Benoit, Camille et Max qui ce sont engagés dans « L’école buissonnière » (6c+/A1/120m) plus équipée mais bien plus obligatoire en dalle découvrent que faire du 6 dans ce style « Old school » n’est pas une mince affaire !

Christian, Benoit De Santignon et Simon gravissent quand à eux « La clef des champs » (6c/A1/130m) entre dalles équipées et fissures vierges.

Le lendemain, malgré un nouveau réveil un peu humide dans le brouillard, nous décidons de tenter le coup pour la grande aiguille d’Ansabère.Nous partons de nuit du Pont Lamary pour rejoindre rapidement les cabanes d’Ansabes. Un peu au dessus, le ciel se déchire enfin et les majestueuses aiguilles apparaissent.

Pour notre part, nous basculons de l’autre côté pour remonter le pierrier un peu chiant sous la face Est.Trois heures après être parti du parking, nous arrivons au pied du couloir d’accès. C’est sûrement la partie la plus risquée de la journée car il est impossible de progresser dans cette gorge graveleuse sans faire partir de pierres.. A 3 cordées là dedans c’est déraisonnable et je décide de sacrifier notre chrono à la sécurité.Ce sera donc une par une que chaque cordée va franchir ces 3 longueurs, les autres essayant de se protéger au maximum.

On finit par tous arriver « à peu près » sains et sauf en haut du socle. Tout de suite, Benoit, Camille et Simon attaquent par la plus dure, « Le dièdre Butolli (ED-/300m) et déjà ça bataille dans la première longueur en rocher très moyen…

Christian, Benoit DS et Max se lancent dans la classique face Est (TD+/300m).

Pour Florent, Coralie et moi, nous basculons en face N pour gravir le dièdre NE (TD+/300m).Après de nombreuses tentatives dès 1933 celui ci sera finalement vaincu en 1954  par… Les frères Ravier, comme d’habitude, accompagnés cette fois ci de G Santamaria. Ces deux dernières classées respectivement 89 et 90 dans « les 100 plus belles » vont tenir toutes leurs promesses…

Florent est d’ailleurs remonté à bloc pour se lancer dans ce morceau d’histoire du pyrénéisme, mais je lui propose d’attaquer, histoire de gagner un peu de temps…

Ces deux premières longueurs sont loin d’être évidentes et en tête, chargé d’un sac, sur ce rocher pas vraiment « céusien », il faut se battre pour pouvoir enchaîner en libre… Du bon vieux 5 sup à l’ancienne qui remet les pendules à l’heure !

Je passe la main à Flo qui trépigne au pied du fameux grand toit de L3 qui a vu buter les premières tentatives.

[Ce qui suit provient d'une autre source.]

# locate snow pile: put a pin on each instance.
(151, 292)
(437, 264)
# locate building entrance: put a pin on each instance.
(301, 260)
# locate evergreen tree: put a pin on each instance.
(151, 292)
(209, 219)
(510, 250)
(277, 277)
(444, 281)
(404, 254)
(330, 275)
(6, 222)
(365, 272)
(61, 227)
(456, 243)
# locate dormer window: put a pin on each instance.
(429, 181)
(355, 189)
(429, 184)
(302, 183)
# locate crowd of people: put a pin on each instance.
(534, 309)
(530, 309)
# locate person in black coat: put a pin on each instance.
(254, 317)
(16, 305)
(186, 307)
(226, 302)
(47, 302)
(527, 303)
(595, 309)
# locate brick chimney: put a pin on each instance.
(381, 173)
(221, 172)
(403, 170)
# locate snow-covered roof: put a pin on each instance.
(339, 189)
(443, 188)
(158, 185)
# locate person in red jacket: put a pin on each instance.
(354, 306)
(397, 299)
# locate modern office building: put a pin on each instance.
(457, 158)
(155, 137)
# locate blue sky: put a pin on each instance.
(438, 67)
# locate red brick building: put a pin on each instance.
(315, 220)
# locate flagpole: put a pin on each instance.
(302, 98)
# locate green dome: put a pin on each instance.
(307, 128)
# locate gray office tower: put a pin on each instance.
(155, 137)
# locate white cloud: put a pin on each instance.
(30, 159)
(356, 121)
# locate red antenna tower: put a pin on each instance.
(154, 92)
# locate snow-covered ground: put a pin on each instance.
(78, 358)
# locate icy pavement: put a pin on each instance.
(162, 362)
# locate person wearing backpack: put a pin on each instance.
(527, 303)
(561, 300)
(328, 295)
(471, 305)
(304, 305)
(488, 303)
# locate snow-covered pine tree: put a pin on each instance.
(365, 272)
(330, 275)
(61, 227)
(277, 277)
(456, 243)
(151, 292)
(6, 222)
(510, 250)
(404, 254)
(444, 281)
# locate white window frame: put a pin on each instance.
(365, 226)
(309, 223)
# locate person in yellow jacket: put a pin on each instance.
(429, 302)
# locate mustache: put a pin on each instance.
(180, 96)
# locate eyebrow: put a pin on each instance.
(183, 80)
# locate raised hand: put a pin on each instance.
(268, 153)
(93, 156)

Il le gravit efficacement et enchaine par la longueur suivante qui cette fois ci se déroule sur du très beau rocher. Je reprend la tête pour finir dans un terrain plus « scabreux » et nous retrouvons les 2 autres cordées juste sous la sortie.

Suite à un petite erreur d’itinéraire, nous finissons par une dernière longueur encore plus pourrie que la longueur de sortie originale ! Nous atteignons enfin le sommet de la grande aiguille d’Ansabère et chacun apprécie de pouvoir se détendre après ces longueurs un peu stressantes.